# How much space do they need?



## B-mantis999 (Jun 18, 2008)

I have four mantids in a 10 gal. tank and I plan on seperating them once they get a little bigger. What would you suggest for one or two mantids to co-exsist together? What would be to big what would be to small? Should I house them individually or is a pair of male/ female OK?


----------



## Rick (Jun 18, 2008)

Do not house mantids together or you will end up with one eventually. Smaller is better as long as the mantis has room. They need at LEAST double their length vertically and need enough horizontal room to comfortably turn around.


----------



## matt020593 (Jun 18, 2008)

It does depend on the species as to whether they can be kept together.


----------



## Rick (Jun 18, 2008)

Matthew Whittle said:


> It does depend on the species as to whether they can be kept together.

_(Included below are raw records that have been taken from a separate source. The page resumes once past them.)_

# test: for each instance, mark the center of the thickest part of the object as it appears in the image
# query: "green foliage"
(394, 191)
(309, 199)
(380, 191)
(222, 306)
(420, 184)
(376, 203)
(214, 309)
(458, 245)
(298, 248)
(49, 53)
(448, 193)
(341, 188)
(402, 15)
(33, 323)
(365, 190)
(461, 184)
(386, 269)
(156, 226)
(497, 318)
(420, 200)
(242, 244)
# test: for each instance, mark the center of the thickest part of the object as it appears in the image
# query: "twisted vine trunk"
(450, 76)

Yes and no. While some can be kept together ok they all will eat each other. It is best not to house any together. I keep newborn nymphs together for awhile but that is it.


----------



## pedro92 (Jun 18, 2008)

Rick said:


> Yes and no. While some can be kept together ok they all will eat each other. It is best not to house any together. I keep newborn nymphs together for awhile but that is it.

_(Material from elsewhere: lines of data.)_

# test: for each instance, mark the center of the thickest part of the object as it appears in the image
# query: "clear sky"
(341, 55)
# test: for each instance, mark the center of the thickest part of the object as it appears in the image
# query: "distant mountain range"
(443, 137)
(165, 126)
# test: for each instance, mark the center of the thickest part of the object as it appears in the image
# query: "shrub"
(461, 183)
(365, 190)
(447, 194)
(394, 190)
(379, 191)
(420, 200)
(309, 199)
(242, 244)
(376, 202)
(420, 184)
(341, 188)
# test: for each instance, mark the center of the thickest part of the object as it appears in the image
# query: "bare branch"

Well yes and no to your reply also it all depends on if you feed them well or leave them hungry. I have had 4 ghost mantids from L1 all the way to sub adult and they are still all alive and well. But then again chinese mantids will devour each other because there is no way to keep all of them alive in one container i think.


----------



## hibiscusmile (Jun 18, 2008)

The general rule for housing is 3 x the height of the mantis and 2 x it's height for the width!


----------



## macro junkie (Jun 19, 2008)

hibiscusmile said:


> 2 x it's height for the width!


 :lol:


----------



## The_Asa (Jun 23, 2008)

With a ten gallon tank, it's more of a question of how much space do they want. Depending on the size of these guys, you'll want to split them up pretty soon. I'm not saying you have to have the bare mininum for a cage, but make sure they can catch their food, and make sure the cage can mantain humidity.


----------



## Joe Caruso (Jun 29, 2008)

Is it possible to give a mantid TOO big an enclosure? Do they get stressed out with too much room?


----------



## idolomantis (Jun 29, 2008)

Joe Caruso said:


> Is it possible to give a mantid TOO big an enclosure? Do they get stressed out with too much room?


uhm no.


----------



## OGIGA (Jun 29, 2008)

I notice that adult males and wild mantises (from outside) like more room or else they'll look like they're always trying to escape.


----------



## idolomantis (Jul 2, 2008)

OGIGA said:


> I notice that adult males and wild mantises (from outside) like more room or else they'll look like they're always trying to escape.


never noticed :huh: 

(3000th post in this forum!)


----------



## macro junkie (Jul 2, 2008)

=

i noticed chinese mantids can never have enough room/but orchids or ghost dont need alot of room..its pointless..there never move!!!


----------